En 1949, Paul Strand se rend à un festival de cinéma en Tchécoslovaquie, où « Native Land » se verra récompensé, puis en Italie, au festival du film de Pérouse où les cinéaste néo-réalistes italiens réfléchissent à l’évolution de leur art et à sa diffusion au-delà des frontières nationales. C’est une commande du gouvernement mexicain passée en 1936 et du syndicat antifasciste qui a donné naissance à « Native Land » sorti en 1942. Ensuite, il va ardemment militer à des films qualifiés de subversifs au sein de Frontier qu’il fonde. C’est là qu’il rencontre Cesare Zavattini avec qui il évoque son projet du portrait global d’un village. Trois ans plus tard, Zavattini sera son guide en Italie et lui fera connaître son village natal, Luzzara, sur le Pô, où il réalisera enfin son vieux rêve. Le livre paraîtra en 1955 en Italie sous le titre « Un Paese », avec des textes de Cesare Zavattini.

En 1954, il séjourne 3 mois sur l’île de South Uist (Hébrides) pour des prises de vues qui donneront le livre « Tir a’Murhain, Outer Hebrides » paru en 1962 contenant 106 photos et des textes de Basil Davidson. D’autres livres suivront, « Living Egypt » paru en 1969 dans lequel il rend compte de l’évolution de la société égyptienne, des grands travaux et de l’industrialisation mais, comme dans ses autres ouvrages, de la vie quotidienne plutôt que des grandes attractions touristiques. Il voyage également en Roumanie, au Maroc, puis au Ghana, à l’invitation du président de la république Kwame Nkrumah, ce qui donnera le livre « Ghana : An African Portrait » paru en 1976 avec à nouveau des textes de Basil Davidson.


Orgeval :

Au début de leur séjour en France, les Strand vivent à Paris, à l’hôtel puis dans un appartement au cinquième étage sans ascenseur du 13e arrondissement, puis en 1955 ils achètent une maison dans le petit village d’Orgeval, à une trentaine de kilomètres de Paris.

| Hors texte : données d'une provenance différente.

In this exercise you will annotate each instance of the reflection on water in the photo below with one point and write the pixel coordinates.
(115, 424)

C’est principalement pour pouvoir disposer enfin d’une chambre noire, et d’un peu plus d’espace. A bientôt 65 ans, Orgeval sera dès lors leur port d’attache, où ils rentreront après leurs nombreux voyages, où ils recevront des amis et des visiteurs, dont de nombreux jeunes photographes américains avec qui Strand aimait s’entretenir.

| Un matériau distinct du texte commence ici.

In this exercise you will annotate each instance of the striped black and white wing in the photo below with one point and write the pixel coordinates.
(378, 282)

En 1965, en signe de protestation contre la Guerre du Vietnam, il refuse publiquement par une lettre dans le Times une invitation à un déjeuner à la Maison Blanche à l’occasion d’un festival des arts et ce n’est qu’après plus de 20 ans d’absence qu’il reverra son pays pour un séjour de deux ans, de 1973 à 1975, à l’occasion d’une grande rétrospective qui lui est consacrée par le Metropolitan Museum of Art de New York.

Puis sa vue se dégrade à tel point qu’il lui est difficile d’effectuer lui-même ses tirages. Après deux opérations de la cataracte, de retour en France, il continue de travailler, faisant des gros plans dans son jardin et préparant deux livres « On my Doorstep » et « The Garden » qui paraîtront à titre posthume. Dans la dernière année de sa vie, Strand, de plus en plus malade, accepte l’assistance d’un jeune laborantin, Richard Benson. Sous son contrôle strict, Benson réalise ainsi les tirages du portfolio « On my Doorstep ». La plupart du temps alité, portant sur sa robe de chambre la rosette de Commandeur de l’Ordre des Arts et Lettres qui lui avait été récemment attribué, honneur rarement conféré à un photographe, Strand approuve les derniers tirages en mars 1976. Sans rien dire à ses proches, il cesse de boire et de s’alimenter et meurt paisiblement quelques jours plus tard le 31 mars 1976 à Orgeval.